Manchester Orchestra performs at the Masonic in San Francisco on July 18, 2023. Courtesy Ed Davis.
SAN FRANCISCO — Midway through an intense performance, Andy Hull, lead singer and guitarist of Manchester Orchestra, stopped to let the audience take over the chorus of “The Gold.” The band dropped out, the lights fell on the crowd, and the hall echoed with the voices of the crowd singing, “I believed you were crazy/ You believed that you loved me.” There was a moment of transcendent stillness. The band then picked up right where it’d left off: with an epic guitar riff.
“We’re Manchester Orchestra,” said Hull, before adding, “You probably knew that, but it seemed rude not to introduce ourselves.”

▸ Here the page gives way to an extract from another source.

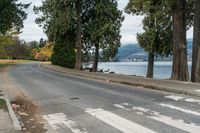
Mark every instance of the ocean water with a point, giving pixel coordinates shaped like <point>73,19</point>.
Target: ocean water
<point>162,70</point>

The band delivered a set full of dynamic shifts in tone. One moment the music was tender, Hull singing,“and the Lord showed me dreams of my daughter … I felt love again,” during “I Can Feel a Hot One” from 2009’s Mean Everything to Nothing. In the next moment it conjured a grungy wall of sound. With two guitarists, keyboardist, bassist, drummer and even a second percussionist for some of the songs, the sound was epic.
The band played three songs from 2021’s The Million Masks of God. The gentle piano of “Dinosaur” gave the powerful overdriven guitars a bit of yacht rock sophistication. “Keel Timing” throbbed with a Pink-Floyd-style groove, while “Bed Head” pummeled the audience with a two-drummer onslaught.
The set spanned the band’s extensive discography, from tender ballads to pop-punk dance anthems and guitar feedback. Though there were a handful of heartfelt, tender songs like “The Maze” and “Simple Math,” the majority of was dedicated to more complex, noisier songs like opener “Pride.” One of the hits of the night was 2009 dance anthem “Shake It Out.”
Hull and company played just one song from their latest album, this year’s The Valley of Vision. The programmed drums and synth washes of “The Way” gave it a mellow, cinematic feel that offered respite from the more intense aural assaults.
Arizona pop-punk legends Jimmy Eat World prior set mined the nostalgia factor of their two-decade deep catalog much to the crowd’s delight. Though the emo quartet doesn’t seem to have much in common with Manchester Orchestra, attendees clearly knew both bands, and the series of three title tracks from 2001’s Bleed American, 2002’s Sweetness and last year’s Something Loud had the crowd moving.
The highlight of the hour-long set was smash hit “The Middle.” The emo anthem even got people in the balcony on their feet. Vocalist Jim Adkins’ powerful vocals sliced through the mix, and the effect was intensified with powerful backing harmonies from guitarist Tom Linton.
Though much of the set was comprised of older material, the quartet did play the title track from 2022’s Place Your Debts, a very different ballad from the rough emo sound that shot Jimmy Eat World to success. In fact, that song sounded like Manchester Orchestra.
The band also slowed down for emotional, Death-Cab-For-Cutie-esque rock ballads like “This Light” and “Futures.” Its versatility, much like Manchester Orchestra, may be its greatest strength.
Middle Kids, a pop-punk-adjacent band from Sydney, Australia, opened the show. The quartet killed it, with singer-guitarist Hannah Joy evoking ’90s nostalgia with a jangly roar, part Cranberries, part Paramore.
“This is a dream gig for us,” Joy told the crowd, who they managed to get moving by the end of their 30-minute set that included “Questions,” from 2021 album Today We’re the Greatest.